In 2023, it is expected that the European Union (EU) will use a Carbon Border Adjustment (CBA) mechanism for goods and services that are imported from third non-EU countries as part of the European Green Deal – an ambitious package of measures aimed at preserving Europe's natural environment. During the initial enforcement, import taxes will be imposed on goods of certain sectors. Therefore, goods in the sectors determined to be at high risk of carbon leakage, such as minerals, fuels, iron, metals, chemicals and plastic, will directly be affected.
Regarding Thailand's outward trade to the EU (27 member states, excluding the UK), it has been found that around 10 percent of Thailand's total exports are destined for the EU. That figure is almost on par with the share of each ASEAN member state's exports to the EU, such as Vietnam, Malaysia and Indonesia. Meanwhile, the combined export value of goods, such as minerals, fuels, iron, metals, chemicals and plastic, from Thailand, Vietnam, Malaysia and Indonesia to the EU are relatively modest, meaning they will not be affected much by the EU CBA mechanism.
We at KResearch are of the view that key Thai exports to the EU, namely electrical appliances and electronics (E&E), will likely be affected by the EU CBA mechanism as their export cost per unit may increase on par with those of our rivals, such as Vietnam and Malaysia, if the enforcement of the CBA mechanism is based on a level playing field.
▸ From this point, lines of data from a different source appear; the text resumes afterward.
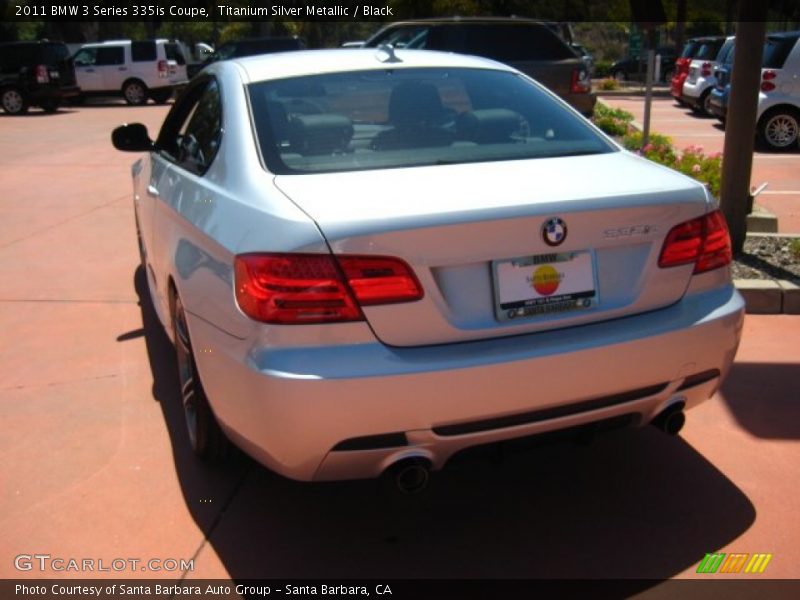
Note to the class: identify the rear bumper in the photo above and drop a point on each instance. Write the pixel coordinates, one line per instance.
(340, 412)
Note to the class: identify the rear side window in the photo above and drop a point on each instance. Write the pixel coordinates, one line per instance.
(110, 55)
(708, 51)
(143, 51)
(776, 50)
(192, 132)
(55, 53)
(173, 52)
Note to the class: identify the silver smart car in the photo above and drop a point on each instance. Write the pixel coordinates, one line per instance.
(371, 259)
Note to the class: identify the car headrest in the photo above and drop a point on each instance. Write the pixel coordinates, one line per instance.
(319, 134)
(488, 125)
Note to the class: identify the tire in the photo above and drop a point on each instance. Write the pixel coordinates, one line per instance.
(161, 96)
(779, 129)
(51, 106)
(134, 92)
(13, 101)
(207, 440)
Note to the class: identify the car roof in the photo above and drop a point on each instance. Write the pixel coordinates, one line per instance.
(312, 62)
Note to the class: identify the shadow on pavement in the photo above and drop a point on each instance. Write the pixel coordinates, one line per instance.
(636, 504)
(763, 399)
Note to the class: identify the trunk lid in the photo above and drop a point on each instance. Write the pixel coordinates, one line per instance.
(460, 226)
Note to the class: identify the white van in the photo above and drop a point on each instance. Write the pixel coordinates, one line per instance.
(137, 70)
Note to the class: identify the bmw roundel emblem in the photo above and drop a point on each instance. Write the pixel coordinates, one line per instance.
(554, 231)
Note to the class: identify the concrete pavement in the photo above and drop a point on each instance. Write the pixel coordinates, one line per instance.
(95, 459)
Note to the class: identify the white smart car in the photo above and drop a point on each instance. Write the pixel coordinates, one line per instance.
(371, 259)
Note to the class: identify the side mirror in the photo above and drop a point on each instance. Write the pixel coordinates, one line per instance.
(132, 138)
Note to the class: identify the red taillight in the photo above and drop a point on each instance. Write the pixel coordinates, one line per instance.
(766, 81)
(41, 74)
(703, 241)
(318, 288)
(581, 84)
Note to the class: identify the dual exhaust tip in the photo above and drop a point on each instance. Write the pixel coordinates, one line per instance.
(413, 475)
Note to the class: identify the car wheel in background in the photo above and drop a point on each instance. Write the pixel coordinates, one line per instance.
(13, 101)
(134, 92)
(205, 436)
(779, 128)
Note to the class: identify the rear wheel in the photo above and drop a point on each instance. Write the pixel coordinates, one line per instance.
(134, 92)
(779, 129)
(13, 101)
(205, 436)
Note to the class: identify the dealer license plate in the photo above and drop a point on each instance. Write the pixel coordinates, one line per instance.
(544, 284)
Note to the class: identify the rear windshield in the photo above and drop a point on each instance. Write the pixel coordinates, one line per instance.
(412, 117)
(708, 50)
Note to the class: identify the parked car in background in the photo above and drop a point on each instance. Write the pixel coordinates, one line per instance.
(369, 260)
(693, 48)
(585, 55)
(532, 47)
(251, 47)
(778, 114)
(635, 69)
(778, 111)
(35, 74)
(135, 70)
(701, 77)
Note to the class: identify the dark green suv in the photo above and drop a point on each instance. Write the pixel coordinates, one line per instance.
(35, 74)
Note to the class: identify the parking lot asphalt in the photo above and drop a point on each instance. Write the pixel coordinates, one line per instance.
(686, 128)
(95, 462)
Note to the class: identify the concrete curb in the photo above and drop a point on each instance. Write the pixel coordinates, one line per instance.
(768, 297)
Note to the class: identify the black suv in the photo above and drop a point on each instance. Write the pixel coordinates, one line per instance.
(35, 74)
(249, 47)
(527, 45)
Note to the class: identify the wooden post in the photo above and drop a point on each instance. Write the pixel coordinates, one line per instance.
(737, 157)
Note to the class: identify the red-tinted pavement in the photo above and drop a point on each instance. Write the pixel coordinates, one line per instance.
(686, 128)
(95, 460)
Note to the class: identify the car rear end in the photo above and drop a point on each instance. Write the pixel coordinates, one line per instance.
(459, 302)
(682, 68)
(42, 70)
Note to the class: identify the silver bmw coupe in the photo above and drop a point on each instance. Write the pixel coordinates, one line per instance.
(371, 259)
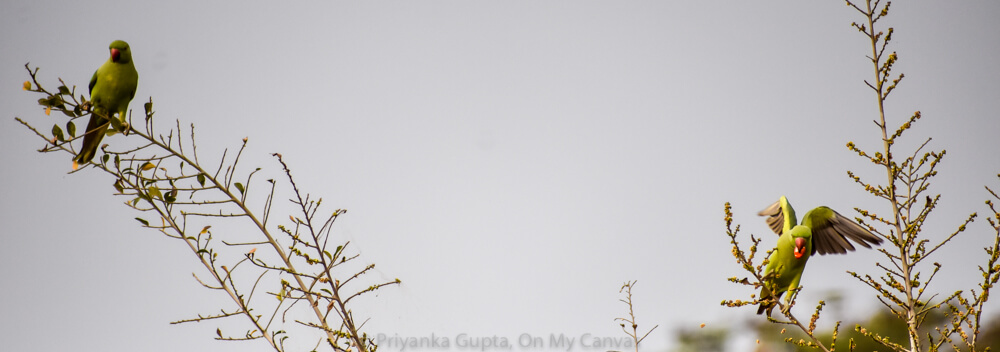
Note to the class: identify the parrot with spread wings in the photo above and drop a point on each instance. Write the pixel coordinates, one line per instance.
(822, 231)
(111, 89)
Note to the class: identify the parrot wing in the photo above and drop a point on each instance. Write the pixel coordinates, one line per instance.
(831, 232)
(780, 216)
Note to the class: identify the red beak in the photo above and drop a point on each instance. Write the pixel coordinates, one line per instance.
(800, 247)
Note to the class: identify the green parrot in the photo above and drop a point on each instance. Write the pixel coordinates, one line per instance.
(823, 231)
(111, 89)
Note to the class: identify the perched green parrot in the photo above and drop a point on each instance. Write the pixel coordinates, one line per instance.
(111, 89)
(823, 231)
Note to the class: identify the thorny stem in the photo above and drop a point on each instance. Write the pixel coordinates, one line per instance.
(891, 173)
(140, 183)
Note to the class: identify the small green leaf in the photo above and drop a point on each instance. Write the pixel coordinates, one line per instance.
(57, 132)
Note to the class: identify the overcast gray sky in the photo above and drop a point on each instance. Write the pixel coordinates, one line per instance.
(512, 162)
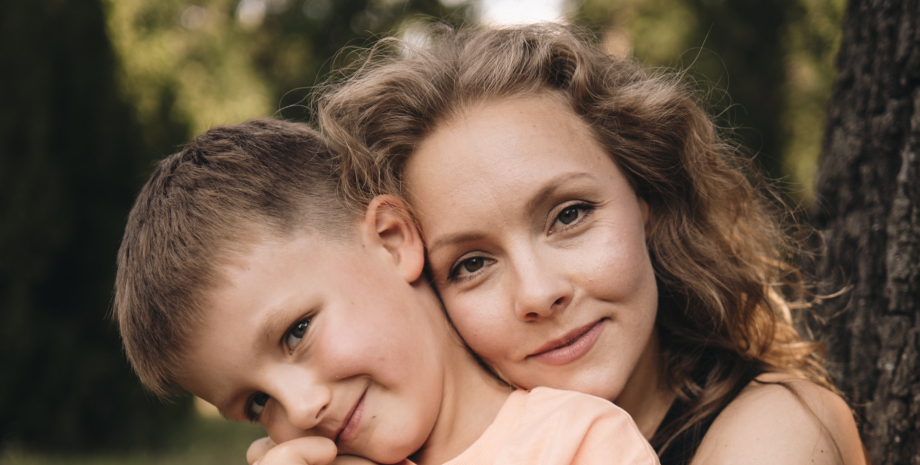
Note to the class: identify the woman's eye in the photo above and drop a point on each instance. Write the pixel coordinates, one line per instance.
(296, 333)
(568, 215)
(257, 405)
(571, 214)
(472, 265)
(469, 267)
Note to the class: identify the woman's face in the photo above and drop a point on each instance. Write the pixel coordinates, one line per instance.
(537, 244)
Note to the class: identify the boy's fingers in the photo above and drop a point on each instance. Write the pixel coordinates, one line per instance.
(352, 460)
(301, 451)
(258, 449)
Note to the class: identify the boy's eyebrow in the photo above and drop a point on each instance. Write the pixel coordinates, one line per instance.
(273, 324)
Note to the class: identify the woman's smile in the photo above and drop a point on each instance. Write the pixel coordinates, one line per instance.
(570, 347)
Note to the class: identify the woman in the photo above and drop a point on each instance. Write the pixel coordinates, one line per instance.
(576, 202)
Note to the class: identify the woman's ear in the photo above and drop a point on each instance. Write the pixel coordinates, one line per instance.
(388, 224)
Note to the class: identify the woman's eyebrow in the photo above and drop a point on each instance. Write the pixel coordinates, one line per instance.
(456, 238)
(553, 185)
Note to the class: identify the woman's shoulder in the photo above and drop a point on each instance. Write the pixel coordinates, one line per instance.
(779, 418)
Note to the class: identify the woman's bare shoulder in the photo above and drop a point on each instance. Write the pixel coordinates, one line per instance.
(782, 419)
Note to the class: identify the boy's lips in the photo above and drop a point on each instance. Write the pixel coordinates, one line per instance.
(571, 346)
(349, 428)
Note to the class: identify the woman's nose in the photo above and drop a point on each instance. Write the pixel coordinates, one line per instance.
(541, 291)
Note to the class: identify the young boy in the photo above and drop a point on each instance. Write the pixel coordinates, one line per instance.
(246, 278)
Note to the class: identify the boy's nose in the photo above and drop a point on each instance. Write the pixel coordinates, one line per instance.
(304, 405)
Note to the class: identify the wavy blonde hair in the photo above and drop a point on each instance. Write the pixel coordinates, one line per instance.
(716, 240)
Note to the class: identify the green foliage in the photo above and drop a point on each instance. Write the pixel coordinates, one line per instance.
(204, 441)
(229, 60)
(67, 178)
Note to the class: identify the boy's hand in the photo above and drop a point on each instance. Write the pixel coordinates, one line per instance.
(312, 450)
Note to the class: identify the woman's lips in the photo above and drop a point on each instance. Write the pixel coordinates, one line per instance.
(350, 428)
(570, 347)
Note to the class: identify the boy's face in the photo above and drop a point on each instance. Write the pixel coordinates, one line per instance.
(318, 337)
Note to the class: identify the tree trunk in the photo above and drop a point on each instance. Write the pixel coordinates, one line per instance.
(868, 213)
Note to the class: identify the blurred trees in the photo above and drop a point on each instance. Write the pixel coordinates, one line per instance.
(83, 117)
(774, 60)
(67, 178)
(223, 61)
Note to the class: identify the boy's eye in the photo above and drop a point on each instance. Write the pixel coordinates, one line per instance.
(257, 405)
(296, 333)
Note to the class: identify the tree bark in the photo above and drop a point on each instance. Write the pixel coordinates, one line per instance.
(868, 213)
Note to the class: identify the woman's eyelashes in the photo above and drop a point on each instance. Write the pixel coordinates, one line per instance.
(296, 334)
(468, 268)
(255, 405)
(570, 216)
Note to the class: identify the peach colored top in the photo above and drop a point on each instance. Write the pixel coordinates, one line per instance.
(552, 427)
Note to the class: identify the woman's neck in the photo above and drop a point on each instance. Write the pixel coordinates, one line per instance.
(646, 397)
(470, 402)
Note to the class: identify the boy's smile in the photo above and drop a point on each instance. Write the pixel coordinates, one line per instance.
(312, 336)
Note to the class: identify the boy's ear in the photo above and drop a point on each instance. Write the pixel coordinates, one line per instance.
(387, 223)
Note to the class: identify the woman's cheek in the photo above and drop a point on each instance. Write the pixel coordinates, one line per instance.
(479, 320)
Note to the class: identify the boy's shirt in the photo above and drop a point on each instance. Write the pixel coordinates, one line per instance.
(552, 427)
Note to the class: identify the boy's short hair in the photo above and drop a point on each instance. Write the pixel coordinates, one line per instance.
(202, 207)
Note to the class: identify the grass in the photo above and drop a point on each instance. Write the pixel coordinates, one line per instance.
(207, 441)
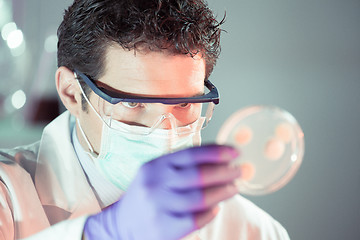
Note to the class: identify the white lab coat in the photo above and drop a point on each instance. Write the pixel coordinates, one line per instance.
(44, 190)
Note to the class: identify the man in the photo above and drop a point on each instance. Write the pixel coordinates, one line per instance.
(124, 161)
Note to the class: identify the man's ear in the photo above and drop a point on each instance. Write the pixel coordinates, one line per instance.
(68, 90)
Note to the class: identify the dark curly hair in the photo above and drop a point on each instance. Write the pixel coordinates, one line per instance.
(175, 26)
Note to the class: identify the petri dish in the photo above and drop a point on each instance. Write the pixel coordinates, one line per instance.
(271, 143)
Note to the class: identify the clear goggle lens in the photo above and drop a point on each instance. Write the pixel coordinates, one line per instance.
(145, 117)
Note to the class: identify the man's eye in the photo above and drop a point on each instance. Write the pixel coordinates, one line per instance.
(131, 104)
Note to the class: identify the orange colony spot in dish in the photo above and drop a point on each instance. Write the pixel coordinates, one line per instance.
(247, 171)
(284, 132)
(274, 149)
(243, 135)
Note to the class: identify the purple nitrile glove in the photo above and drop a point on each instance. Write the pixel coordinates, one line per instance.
(170, 197)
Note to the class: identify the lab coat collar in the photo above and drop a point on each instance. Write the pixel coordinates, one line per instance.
(59, 178)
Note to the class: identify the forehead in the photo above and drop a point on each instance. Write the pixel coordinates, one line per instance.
(150, 73)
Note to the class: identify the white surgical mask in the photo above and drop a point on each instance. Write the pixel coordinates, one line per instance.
(122, 154)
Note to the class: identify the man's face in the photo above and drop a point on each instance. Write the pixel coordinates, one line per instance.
(151, 74)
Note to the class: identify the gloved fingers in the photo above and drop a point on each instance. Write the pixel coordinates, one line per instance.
(195, 200)
(203, 175)
(204, 217)
(202, 154)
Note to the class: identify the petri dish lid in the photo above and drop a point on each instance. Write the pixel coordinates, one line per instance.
(272, 147)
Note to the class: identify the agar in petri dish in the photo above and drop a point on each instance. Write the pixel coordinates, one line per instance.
(274, 149)
(271, 143)
(243, 135)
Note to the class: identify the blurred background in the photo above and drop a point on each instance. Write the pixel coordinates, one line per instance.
(303, 56)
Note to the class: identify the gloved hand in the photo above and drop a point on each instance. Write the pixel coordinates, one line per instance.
(170, 196)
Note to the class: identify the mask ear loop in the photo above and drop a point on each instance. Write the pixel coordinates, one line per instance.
(92, 153)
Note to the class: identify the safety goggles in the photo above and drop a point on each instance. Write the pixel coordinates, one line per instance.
(145, 114)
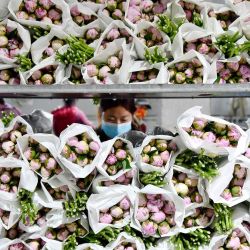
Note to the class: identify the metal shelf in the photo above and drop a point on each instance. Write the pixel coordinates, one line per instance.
(118, 90)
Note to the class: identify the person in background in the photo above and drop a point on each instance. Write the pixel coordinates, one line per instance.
(142, 107)
(116, 118)
(68, 114)
(7, 109)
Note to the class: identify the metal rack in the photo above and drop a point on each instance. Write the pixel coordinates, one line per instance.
(136, 90)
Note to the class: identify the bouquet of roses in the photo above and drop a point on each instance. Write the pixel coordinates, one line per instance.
(14, 41)
(155, 153)
(235, 71)
(113, 10)
(78, 149)
(39, 152)
(214, 135)
(104, 211)
(116, 158)
(40, 13)
(189, 187)
(142, 10)
(102, 184)
(8, 140)
(158, 213)
(9, 75)
(231, 186)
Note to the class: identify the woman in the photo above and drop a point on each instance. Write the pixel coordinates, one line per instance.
(116, 116)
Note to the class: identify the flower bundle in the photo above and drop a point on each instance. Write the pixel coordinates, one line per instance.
(64, 231)
(233, 72)
(143, 75)
(222, 135)
(140, 10)
(10, 42)
(41, 10)
(58, 193)
(54, 45)
(9, 179)
(193, 12)
(187, 72)
(156, 214)
(9, 76)
(44, 76)
(186, 186)
(8, 140)
(101, 71)
(76, 75)
(202, 45)
(116, 33)
(236, 240)
(115, 9)
(40, 159)
(117, 213)
(80, 18)
(225, 18)
(234, 189)
(80, 149)
(118, 159)
(150, 36)
(157, 152)
(201, 217)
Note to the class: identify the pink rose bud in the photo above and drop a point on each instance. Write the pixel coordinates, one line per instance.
(209, 137)
(113, 34)
(226, 194)
(92, 34)
(54, 14)
(233, 134)
(203, 48)
(116, 212)
(114, 62)
(30, 5)
(51, 164)
(233, 243)
(94, 146)
(124, 203)
(111, 159)
(157, 161)
(158, 217)
(40, 12)
(163, 228)
(149, 228)
(239, 172)
(169, 208)
(35, 165)
(106, 218)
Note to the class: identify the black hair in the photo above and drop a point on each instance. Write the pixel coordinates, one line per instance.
(69, 101)
(128, 104)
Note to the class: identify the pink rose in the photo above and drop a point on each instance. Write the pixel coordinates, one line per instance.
(149, 228)
(106, 218)
(142, 214)
(158, 217)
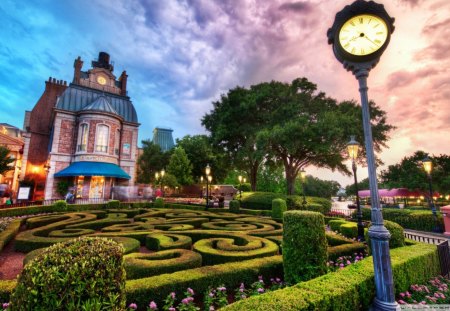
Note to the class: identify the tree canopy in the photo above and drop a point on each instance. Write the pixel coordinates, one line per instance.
(291, 123)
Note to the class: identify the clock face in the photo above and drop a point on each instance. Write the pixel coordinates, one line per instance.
(363, 34)
(101, 80)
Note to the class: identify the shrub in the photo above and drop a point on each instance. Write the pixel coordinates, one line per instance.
(60, 206)
(409, 219)
(349, 230)
(159, 203)
(304, 246)
(234, 206)
(139, 265)
(351, 288)
(278, 208)
(335, 224)
(397, 235)
(93, 278)
(113, 204)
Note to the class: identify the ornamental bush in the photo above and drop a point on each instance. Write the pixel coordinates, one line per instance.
(304, 246)
(80, 274)
(278, 208)
(60, 206)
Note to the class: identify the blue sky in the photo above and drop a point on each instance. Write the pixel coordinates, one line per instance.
(181, 55)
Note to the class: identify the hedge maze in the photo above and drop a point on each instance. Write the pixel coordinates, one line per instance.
(158, 241)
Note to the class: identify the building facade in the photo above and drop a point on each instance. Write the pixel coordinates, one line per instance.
(11, 138)
(86, 133)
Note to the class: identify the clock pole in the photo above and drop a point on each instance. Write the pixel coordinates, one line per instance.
(360, 64)
(378, 234)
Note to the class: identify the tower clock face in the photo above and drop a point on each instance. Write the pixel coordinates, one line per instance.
(101, 80)
(363, 34)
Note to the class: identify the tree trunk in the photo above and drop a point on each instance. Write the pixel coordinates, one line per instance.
(290, 180)
(253, 175)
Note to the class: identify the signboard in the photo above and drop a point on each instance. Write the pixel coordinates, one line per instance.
(24, 193)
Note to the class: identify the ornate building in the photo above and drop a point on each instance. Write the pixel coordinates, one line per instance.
(84, 133)
(11, 138)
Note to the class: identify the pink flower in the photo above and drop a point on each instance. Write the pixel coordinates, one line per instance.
(153, 305)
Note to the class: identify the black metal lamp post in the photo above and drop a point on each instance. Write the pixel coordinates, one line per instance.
(353, 148)
(207, 172)
(240, 186)
(162, 182)
(360, 34)
(428, 167)
(303, 177)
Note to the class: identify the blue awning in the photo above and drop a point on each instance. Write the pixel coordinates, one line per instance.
(93, 169)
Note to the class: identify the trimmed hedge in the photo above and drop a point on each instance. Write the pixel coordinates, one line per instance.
(263, 201)
(278, 208)
(164, 241)
(351, 288)
(304, 246)
(200, 279)
(336, 224)
(345, 250)
(9, 233)
(139, 265)
(349, 230)
(408, 219)
(94, 279)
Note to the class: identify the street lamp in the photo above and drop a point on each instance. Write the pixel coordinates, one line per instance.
(428, 166)
(207, 172)
(303, 176)
(359, 46)
(353, 148)
(163, 172)
(240, 186)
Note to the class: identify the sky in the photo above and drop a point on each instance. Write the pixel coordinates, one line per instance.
(181, 55)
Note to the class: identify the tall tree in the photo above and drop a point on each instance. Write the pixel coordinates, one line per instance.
(409, 173)
(152, 160)
(306, 127)
(180, 166)
(201, 152)
(5, 160)
(233, 124)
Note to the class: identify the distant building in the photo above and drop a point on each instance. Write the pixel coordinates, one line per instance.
(11, 138)
(84, 133)
(163, 138)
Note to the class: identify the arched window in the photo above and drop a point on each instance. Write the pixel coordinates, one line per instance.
(83, 134)
(102, 138)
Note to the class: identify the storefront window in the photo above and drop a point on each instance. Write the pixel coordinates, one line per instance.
(101, 139)
(96, 189)
(80, 182)
(83, 137)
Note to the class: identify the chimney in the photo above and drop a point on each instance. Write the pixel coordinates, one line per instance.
(123, 83)
(77, 70)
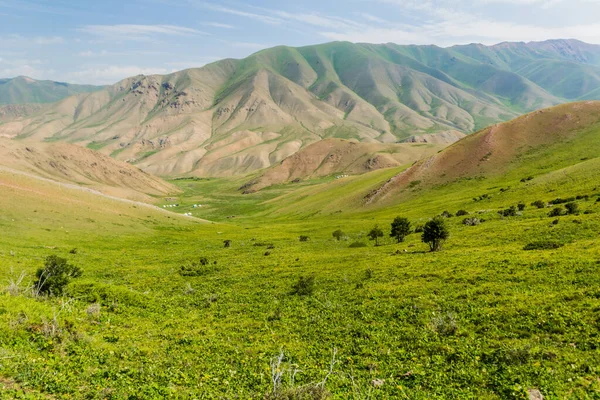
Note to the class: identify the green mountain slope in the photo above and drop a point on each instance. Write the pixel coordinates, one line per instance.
(23, 90)
(234, 117)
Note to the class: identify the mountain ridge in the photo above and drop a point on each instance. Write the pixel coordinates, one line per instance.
(235, 117)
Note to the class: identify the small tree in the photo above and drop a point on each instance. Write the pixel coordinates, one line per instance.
(539, 204)
(375, 234)
(400, 229)
(435, 232)
(338, 234)
(572, 208)
(56, 274)
(305, 286)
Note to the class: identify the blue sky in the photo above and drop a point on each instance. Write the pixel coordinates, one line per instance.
(103, 41)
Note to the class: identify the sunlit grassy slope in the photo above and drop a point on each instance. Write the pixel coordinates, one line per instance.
(481, 319)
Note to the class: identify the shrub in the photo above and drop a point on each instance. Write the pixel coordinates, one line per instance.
(305, 286)
(400, 229)
(338, 234)
(572, 208)
(543, 245)
(435, 233)
(562, 201)
(55, 276)
(445, 325)
(557, 212)
(509, 212)
(375, 234)
(356, 245)
(539, 204)
(471, 221)
(199, 268)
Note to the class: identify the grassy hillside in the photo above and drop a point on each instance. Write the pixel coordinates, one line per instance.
(165, 309)
(23, 90)
(236, 117)
(481, 319)
(75, 165)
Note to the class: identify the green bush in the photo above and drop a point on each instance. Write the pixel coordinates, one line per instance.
(539, 204)
(572, 208)
(356, 245)
(400, 229)
(55, 276)
(557, 212)
(305, 286)
(509, 212)
(338, 234)
(375, 234)
(435, 233)
(543, 245)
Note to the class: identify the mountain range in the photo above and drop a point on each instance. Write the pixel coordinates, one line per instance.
(235, 117)
(24, 90)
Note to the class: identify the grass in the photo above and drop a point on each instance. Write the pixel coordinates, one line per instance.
(154, 316)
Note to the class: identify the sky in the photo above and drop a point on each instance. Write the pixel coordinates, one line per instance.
(103, 41)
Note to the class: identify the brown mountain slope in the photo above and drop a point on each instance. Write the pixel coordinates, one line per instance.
(234, 117)
(69, 163)
(339, 156)
(497, 149)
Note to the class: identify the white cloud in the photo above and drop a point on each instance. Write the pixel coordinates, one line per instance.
(259, 17)
(46, 40)
(218, 25)
(372, 18)
(105, 75)
(135, 32)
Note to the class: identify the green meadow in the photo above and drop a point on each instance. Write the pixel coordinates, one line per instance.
(164, 310)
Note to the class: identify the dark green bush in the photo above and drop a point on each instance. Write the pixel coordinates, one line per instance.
(375, 234)
(509, 212)
(55, 276)
(199, 268)
(539, 204)
(557, 212)
(562, 201)
(435, 233)
(471, 221)
(356, 245)
(543, 245)
(572, 208)
(400, 229)
(305, 286)
(338, 234)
However, since the share of Thailand's E&E exports to the EU is smaller than that of Vietnam's and Malaysia's, their export costs to the EU will likely be higher.
Although tightened compliance with environmental regulations will cause businesses to incur additional costs, they can make prior adjustments to enhance its long-term competitiveness through the government's assistance measures. Looking ahead, Thailand may need to allow greater participation from medium-sized enterprises and expand the scope of targeted industries by reducing redundancies and engagement costs. These can be achieved through a number of measures, offering participating businesses greater access to funding source for the development and utilization of alternative energy or production efficiency enhancement, for example. Meanwhile, the government must put in place a cooperation program between competent participants and new ones or establish a grouping of entrepreneurs in a bid to reduce carbon leakage and brace for the impact that may partially arise from the EU CBA mechanism. To ensure overall sustainable economic development, the EU may consider carbon compensation for countries that have developed the emission trading scheme (ETS) or other measures aimed at reducing the impact of greenhouse gas emissions on the environment.